Title: Middaugh, Steward D.

Source text: The Medical and Surgical History of the War of the Rebellion. (1861-65.), Part 2, Volume 1 (Washington, DC: Government Printing Office, 1879), 107.

Keywords:diarrhœa and dysenteryfatal cases of diarrhœa and dysentery, with accounts of the morbid appearances observedfrom McDougal Hospital, Fort Schuyler, New York harborchronic diarrhœasmall and large intestines congested, inflamed, and ulceratedconvalescent from typhoid feverclonic spasms with consciousness interruptedautopsy performed

Civil War Washington ID: med.d1e40721

TEI/XML: med.d1e40721.xml


The following case is from the case-book of McDOUGAL HOSPITAL, Fort Schuyler, New York harbor, Assistant Surgeon Havilah M. Sprague, U. S. A., in charge.
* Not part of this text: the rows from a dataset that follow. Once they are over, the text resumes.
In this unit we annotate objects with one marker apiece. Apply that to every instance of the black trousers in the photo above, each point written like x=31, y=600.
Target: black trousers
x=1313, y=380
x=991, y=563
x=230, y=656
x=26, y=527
CASE 106.—Private Steward D. Middaugh, company C, 109th New York volunteers; age 18; admitted from Washington, D. C., June 22, 1864. Chronic diarrhœa. [The records of Mount Pleasant hospital, Washington D. C., show that this man was admitted June 15th from the field hospital of the 9th Army Corps, White House Landing, Virginia. The diagnosis on the register is convalescent from typhoid fever. He was sent to New York June 21st, and admitted to this hospital at the date given above.] He stated that he had been sick three months. For three days before death he had clonic spasms, lasting from three to ten minutes at intervals, during which consciousness was interrupted, and the heart's action was hurried, feeble, and irregular. He died August 11th, during one of these spasms. Autopsy eight hours after death: The thoracic viscera, liver, spleen, and kidneys were normal. The mucous membrane of the stomach was softened. Both small and large intestines were congested, inflamed, and ulcerated. [There is no record of any examination of the brain or spinal cord.]